LHT's AVOD server is designed to give operators of corporate/VIP aircraft from the Bombardier Challenger upwards an IFE capability comparable with that now being introduced by the leading airlines. Packaged in a 4MCU box, the system can deliver up to 12 channels of MPEG-2/4 video-on-demand via exceptionally compact seatboxes to in-seat screens. It can also record live in-flight TV for later playback.
First installation is destined for a 747-400. "We'll offer it as a product in the fourth quarter of this year," says Muirhead. "There is competition in this area, but it's COTS and clunky."
The Innovation Centre's brainchildren are expected to figure prominently once Lufthansa Technik's revolutionary new Project U aircraft interior design methodology gets into full commercial gear.

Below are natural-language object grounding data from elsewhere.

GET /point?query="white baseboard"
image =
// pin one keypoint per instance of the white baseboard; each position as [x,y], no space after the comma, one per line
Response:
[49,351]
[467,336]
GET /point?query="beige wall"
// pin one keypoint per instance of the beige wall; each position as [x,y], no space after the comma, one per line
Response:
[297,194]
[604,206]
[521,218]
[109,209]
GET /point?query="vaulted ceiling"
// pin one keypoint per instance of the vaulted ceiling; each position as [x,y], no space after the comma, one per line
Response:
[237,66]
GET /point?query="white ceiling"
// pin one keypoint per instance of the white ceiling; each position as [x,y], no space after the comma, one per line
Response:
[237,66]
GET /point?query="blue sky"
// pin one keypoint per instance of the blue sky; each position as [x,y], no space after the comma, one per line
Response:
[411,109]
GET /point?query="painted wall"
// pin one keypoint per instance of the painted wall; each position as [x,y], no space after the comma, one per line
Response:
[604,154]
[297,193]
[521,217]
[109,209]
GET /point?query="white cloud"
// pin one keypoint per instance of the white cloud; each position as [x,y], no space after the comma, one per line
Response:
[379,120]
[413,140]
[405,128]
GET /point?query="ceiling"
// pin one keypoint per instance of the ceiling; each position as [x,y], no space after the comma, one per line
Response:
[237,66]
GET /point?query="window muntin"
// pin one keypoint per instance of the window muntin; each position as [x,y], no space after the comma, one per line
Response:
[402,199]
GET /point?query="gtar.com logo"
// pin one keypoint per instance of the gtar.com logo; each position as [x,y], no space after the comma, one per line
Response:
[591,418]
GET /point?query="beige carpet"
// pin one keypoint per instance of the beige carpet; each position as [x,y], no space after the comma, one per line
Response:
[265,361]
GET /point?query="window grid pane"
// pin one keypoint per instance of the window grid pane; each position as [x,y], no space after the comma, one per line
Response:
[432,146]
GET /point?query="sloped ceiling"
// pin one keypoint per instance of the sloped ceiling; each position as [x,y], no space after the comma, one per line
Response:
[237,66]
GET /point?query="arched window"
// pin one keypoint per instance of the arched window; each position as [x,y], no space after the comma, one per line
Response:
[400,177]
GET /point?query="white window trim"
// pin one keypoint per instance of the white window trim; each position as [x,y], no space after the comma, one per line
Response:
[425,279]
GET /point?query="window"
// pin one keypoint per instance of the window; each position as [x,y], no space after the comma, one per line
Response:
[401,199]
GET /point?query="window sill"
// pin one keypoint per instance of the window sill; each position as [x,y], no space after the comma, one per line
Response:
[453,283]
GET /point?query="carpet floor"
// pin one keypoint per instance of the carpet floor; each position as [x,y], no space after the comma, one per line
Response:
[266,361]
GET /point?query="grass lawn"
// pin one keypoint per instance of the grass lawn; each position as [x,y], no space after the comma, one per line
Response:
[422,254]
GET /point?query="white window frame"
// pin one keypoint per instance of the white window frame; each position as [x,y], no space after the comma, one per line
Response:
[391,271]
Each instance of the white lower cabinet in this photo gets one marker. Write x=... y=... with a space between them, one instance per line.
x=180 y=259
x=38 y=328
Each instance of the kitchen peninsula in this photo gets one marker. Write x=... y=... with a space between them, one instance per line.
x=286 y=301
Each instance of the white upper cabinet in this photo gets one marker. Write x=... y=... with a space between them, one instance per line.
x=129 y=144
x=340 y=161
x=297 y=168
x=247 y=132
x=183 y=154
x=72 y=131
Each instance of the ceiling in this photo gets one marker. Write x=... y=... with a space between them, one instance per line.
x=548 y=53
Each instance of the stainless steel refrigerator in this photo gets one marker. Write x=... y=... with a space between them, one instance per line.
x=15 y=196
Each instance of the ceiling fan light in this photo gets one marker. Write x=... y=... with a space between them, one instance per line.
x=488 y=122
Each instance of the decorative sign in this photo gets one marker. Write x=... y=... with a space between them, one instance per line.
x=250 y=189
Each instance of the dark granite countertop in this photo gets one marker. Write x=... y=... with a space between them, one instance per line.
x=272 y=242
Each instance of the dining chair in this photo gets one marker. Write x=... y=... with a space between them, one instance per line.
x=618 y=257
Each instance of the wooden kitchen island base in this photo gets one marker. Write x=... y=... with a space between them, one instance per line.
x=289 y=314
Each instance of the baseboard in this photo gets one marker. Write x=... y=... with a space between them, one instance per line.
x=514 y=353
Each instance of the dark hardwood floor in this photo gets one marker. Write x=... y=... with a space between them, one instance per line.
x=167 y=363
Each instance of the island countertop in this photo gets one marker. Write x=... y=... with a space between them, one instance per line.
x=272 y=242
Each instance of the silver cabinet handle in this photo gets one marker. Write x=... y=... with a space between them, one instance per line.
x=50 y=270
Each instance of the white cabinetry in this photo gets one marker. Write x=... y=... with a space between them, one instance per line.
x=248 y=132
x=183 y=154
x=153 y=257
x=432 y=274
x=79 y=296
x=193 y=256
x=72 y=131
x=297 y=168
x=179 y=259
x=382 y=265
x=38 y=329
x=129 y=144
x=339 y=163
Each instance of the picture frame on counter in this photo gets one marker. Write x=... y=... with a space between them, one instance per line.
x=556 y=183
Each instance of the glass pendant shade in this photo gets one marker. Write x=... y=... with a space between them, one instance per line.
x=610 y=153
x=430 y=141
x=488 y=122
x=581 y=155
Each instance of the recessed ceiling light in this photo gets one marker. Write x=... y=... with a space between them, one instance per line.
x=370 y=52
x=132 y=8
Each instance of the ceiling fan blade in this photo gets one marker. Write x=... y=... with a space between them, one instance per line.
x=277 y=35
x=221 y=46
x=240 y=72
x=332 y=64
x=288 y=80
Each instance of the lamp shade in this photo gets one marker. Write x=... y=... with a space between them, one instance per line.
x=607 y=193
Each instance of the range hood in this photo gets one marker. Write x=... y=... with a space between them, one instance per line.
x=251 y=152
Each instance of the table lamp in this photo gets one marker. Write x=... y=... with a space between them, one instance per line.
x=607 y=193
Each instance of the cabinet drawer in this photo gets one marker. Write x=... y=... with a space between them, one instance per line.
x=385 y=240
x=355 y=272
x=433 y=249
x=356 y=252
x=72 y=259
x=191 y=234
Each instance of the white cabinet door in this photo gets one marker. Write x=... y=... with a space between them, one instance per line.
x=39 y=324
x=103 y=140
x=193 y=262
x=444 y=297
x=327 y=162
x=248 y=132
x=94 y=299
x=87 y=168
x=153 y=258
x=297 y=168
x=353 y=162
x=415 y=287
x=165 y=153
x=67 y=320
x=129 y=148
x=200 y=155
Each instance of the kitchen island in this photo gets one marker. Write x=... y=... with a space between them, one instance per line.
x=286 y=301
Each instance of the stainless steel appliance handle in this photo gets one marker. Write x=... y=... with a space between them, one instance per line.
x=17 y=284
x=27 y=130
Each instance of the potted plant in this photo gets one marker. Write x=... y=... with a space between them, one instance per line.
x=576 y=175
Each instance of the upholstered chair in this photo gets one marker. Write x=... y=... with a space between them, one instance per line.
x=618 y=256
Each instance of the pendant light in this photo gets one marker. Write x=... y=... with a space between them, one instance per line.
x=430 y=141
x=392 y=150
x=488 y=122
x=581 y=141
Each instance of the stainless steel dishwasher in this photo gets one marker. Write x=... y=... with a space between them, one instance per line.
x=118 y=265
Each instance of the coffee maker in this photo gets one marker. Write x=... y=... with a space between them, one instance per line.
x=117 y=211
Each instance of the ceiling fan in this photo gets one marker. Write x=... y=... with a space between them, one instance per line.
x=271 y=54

Introduced at NBAA 2004 in Las Vegas last year and due to be formally launched as a product in New Orleans this October, Project U is intended to draw aircraft owners into the interior design process as far as possible to produce an outcome that reflects their requirements and tastes. Along the way, it could have the potential to turn ideas about what is possible in aircraft cabin design completely on their heads.
"We're aiming to co-operate with big-name design companies in order to raise the look and feel of aircraft interiors to a whole new level," says project leader Jan Nieberle. "We're going out to recruit the very best in the world."
Worldwide
First aboard is Conran & Partners, known worldwide for its expertise in consumer goods and the theming of hotels, restaurants and apartment buildings. "They will advise us on lifestyles and living space," says Nieberle.
Other Project U players include Dutch company Philips Design, responsible for the high-technology projectors used to produce the "big window" effects seen in early Project U visual concepts. "We think this, rather than electronic wallpaper, is the way to go," Nieberle says. "With electronic wallpaper there may be heat-release problems that would rule out certification."
First application of the Project U method could be a VVIP Airbus A380. Lufthansa Technik and Airbus presented their ideas for the very last word in rich men's toys at last month's EBACE show in Geneva last month, unveiling a 3.7m-long, one-twentieth-scale model of the megajumbo in super-luxurious head-of-state configuration.
The big model's plexiglass fuselage panels revealed a layout that included bedrooms and a conference room. Other potential layouts could feature an upper deck given over to the owner's private quarters and other accommodation and a lower deck fitted out with offices and support functions.